Lombarda di Busto Arsizio, provincia di Varese e arcidiocesi di Milano, suor Rosanna ha emesso la professione religiosa nel 1964. Docente e poi preside, fino al 1998, dell’unica Facoltà Pontificia “femminile”, l’Auxilium, è una sociologa della religione e una studiosa di scienze pedagogiche. Apprezzata per la sua competenza è stata tra gli esperti di vari sinodi e ha fatto parte dal 1996 della Commissione dei saggi istituita dall’allora ministro della Pubblica istruzione Luigi Berlinguer.

Suor Rosanna, come ha accolto la nomina a sottosegretario della Congregazione per i religiosi?

SUOR ENRICA ROSANNA: Con fede e disponibilità a servire mettendo a disposizione quello che sono e che so fare.
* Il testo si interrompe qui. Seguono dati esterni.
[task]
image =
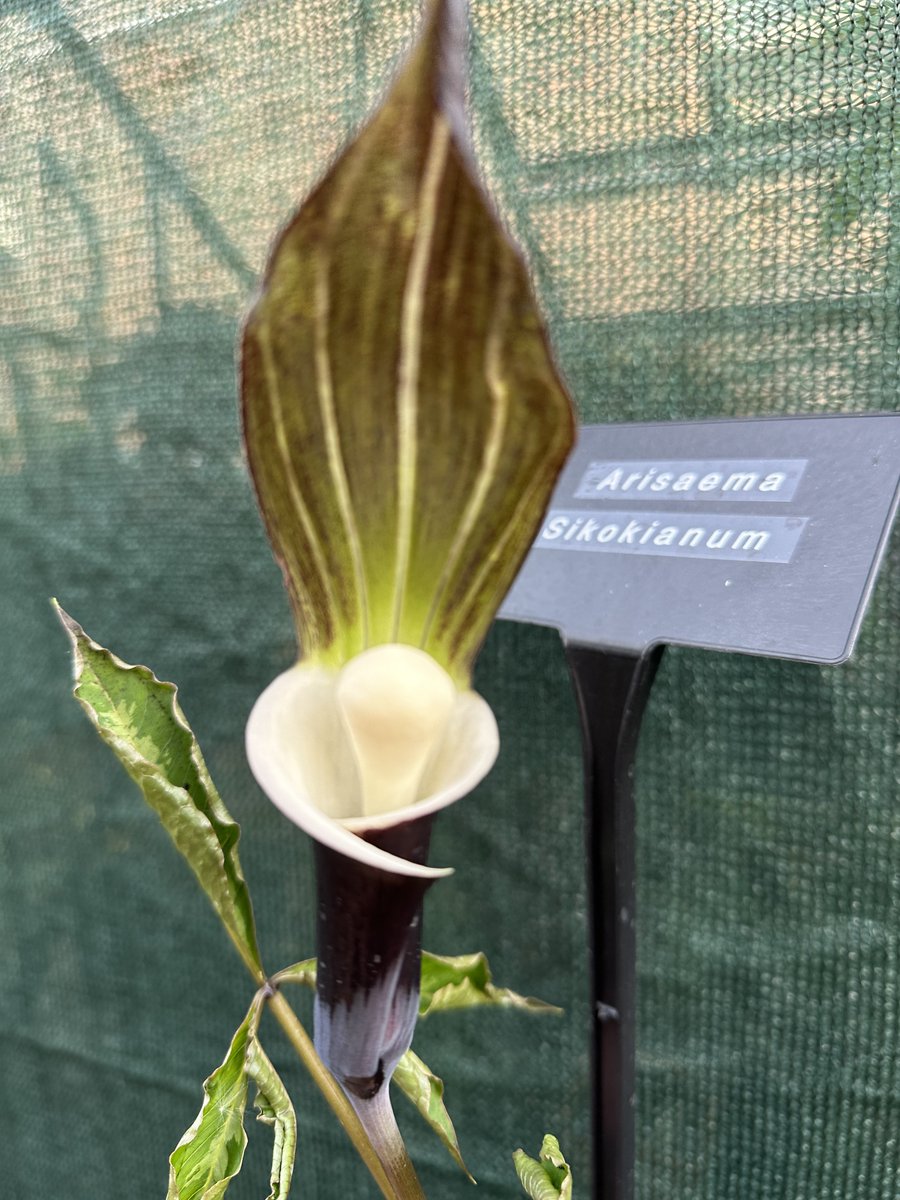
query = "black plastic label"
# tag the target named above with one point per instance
(761, 537)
E poi anche con un po’ di “tremore”, ma disponibile a imparare sempre.

Se l’aspettava?

ROSANNA: No. Ho partecipato attivamente al sinodo romano e, come esperta, a tre sinodi generali: quelli sulla vita consacrata, del 1994, sull’Europa, del 1999, e sui vescovi, del 2001. In queste occasioni ho avuto modo di avvicinare più volte Giovanni Paolo II. Ho accolto questo Papa quando è venuto in visita all’Auxilium. Ma francamente non mi sarei aspettata mai questa chiamata.

Come spiega la scelta di una suora a sottosegretario della Congregazione?
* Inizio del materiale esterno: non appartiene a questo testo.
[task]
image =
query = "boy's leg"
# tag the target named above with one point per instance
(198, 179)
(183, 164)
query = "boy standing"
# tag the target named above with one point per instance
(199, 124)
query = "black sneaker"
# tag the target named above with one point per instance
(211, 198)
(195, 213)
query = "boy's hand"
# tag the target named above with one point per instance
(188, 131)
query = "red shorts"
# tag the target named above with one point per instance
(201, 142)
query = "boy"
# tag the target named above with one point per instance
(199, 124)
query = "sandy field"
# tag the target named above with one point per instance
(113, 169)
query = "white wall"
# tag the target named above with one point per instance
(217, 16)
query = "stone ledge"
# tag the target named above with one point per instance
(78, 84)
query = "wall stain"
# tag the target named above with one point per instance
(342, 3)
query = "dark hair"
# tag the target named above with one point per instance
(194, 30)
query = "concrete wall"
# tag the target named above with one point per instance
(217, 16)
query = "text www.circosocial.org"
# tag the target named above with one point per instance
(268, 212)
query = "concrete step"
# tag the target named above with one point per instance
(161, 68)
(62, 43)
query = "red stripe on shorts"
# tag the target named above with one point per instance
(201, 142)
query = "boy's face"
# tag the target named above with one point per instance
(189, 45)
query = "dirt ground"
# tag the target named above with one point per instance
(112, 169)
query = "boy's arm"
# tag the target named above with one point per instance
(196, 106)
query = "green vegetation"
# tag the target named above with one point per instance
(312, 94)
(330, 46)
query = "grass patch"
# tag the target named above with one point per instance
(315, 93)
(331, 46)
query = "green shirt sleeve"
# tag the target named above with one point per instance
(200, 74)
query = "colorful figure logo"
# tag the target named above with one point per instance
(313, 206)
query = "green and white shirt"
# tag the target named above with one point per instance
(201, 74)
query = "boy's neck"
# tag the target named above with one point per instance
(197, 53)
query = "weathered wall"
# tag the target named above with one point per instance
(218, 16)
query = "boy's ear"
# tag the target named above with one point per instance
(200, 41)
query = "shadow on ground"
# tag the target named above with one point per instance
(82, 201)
ROSANNA: L’Annuario statistico della Chiesa nel 2002 riporta i seguenti dati: i sacerdoti religiosi sono 137.724; i religiosi non sacerdoti 54.828; le religiose 782.932. Numericamente le religiose sono quasi il doppio rispetto al numero complessivo dei sacerdoti religiosi e diocesani. Al numero delle religiose dobbiamo poi aggiungere le oltre 47mila monache contemplative, le consacrate degli Istituti secolari, le vergini consacrate, le consacrate che aderiscono alle nuove forme di vita evangelica e le religiose che appartengono agli Istituti di Diritto diocesano. Questi numeri mi pare che spieghino bene la scelta di una religiosa come sottosegretario…

Quali sono le sue competenze?

ROSANNA: Svolgo una funzione di collaborazione e i compiti che mi sono affidati sono molto diversificati: vanno dall’esame delle pratiche agli incontri di lavoro, sia in dicastero sia in occasione di capitoli generali, assemblee, congressi e convegni. Cerco anche di essere vicina a tutti coloro che hanno bisogno e chiedono un aiuto.
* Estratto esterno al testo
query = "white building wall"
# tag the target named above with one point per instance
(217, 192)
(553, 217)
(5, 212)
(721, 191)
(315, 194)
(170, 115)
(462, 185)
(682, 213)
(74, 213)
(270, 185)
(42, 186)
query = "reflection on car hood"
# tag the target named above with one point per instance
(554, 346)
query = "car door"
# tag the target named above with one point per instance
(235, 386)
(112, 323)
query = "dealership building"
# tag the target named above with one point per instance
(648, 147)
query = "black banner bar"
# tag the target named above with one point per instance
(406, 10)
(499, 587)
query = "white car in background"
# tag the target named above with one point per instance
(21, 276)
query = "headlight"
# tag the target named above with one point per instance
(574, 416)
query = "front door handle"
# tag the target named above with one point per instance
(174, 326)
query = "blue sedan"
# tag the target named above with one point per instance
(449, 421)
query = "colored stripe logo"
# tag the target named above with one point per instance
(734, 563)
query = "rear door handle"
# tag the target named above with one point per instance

È rimasta intimorita dal fatto di essere la prima suora a essere chiamata a un incarico di tale livello?

ROSANNA: Assolutamente no. Sono un po’ abituata, per così dire, a rompere il ghiaccio. Nel 1972 sono stata la prima donna a conseguire il dottorato alla Pontificia Università Gregoriana con una tesi sulla secolarizzazione. E sono stata inoltre la prima donna, grazie anche al neocardinale salesiano don Raffaele Farina, a insegnare in una Università Pontificia.

Che accoglienza ha trovato nel dicastero?

ROSANNA: C’è stato un comprensibile periodo di “studio”. Ora respiro un clima di fiducia e rispetto. Ho ancora molto da imparare e conto sull’aiuto e sulla collaborazione dei superiori e dei colleghi. Alcuni dei colleghi più anziani sono per me autentici “maestri” e li ringrazio di cuore.

E più in generale come la hanno accolta nella Curia romana?

ROSANNA: Ho ricevuto mille biglietti di congratulazioni. Ricordo in particolare quello che mi ha mandato il cardinale vicario Camillo Ruini, che mi ha conosciuta bene durante i lavori del sinodo romano.

Qual è stato il suo primo gesto quando è entrata nel suo nuovo ufficio?

ROSANNA: Ho voluto dare un tocco di femminilità agli ambienti e allo stile di accoglienza, e devo dire che il gesto è stato molto apprezzato.

Ha trovato conforto nelle altre suore e nelle altre donne che lavorano in Curia?

ROSANNA: Sì, con quelle che lavorano con me. Con le altre, purtroppo, ci sono scarse relazioni. Sarebbe bello fare un incontro per conoscerci.

Qual è, secondo lei, il contributo specifico che una suora, una donna, può dare al lavoro della Curia romana?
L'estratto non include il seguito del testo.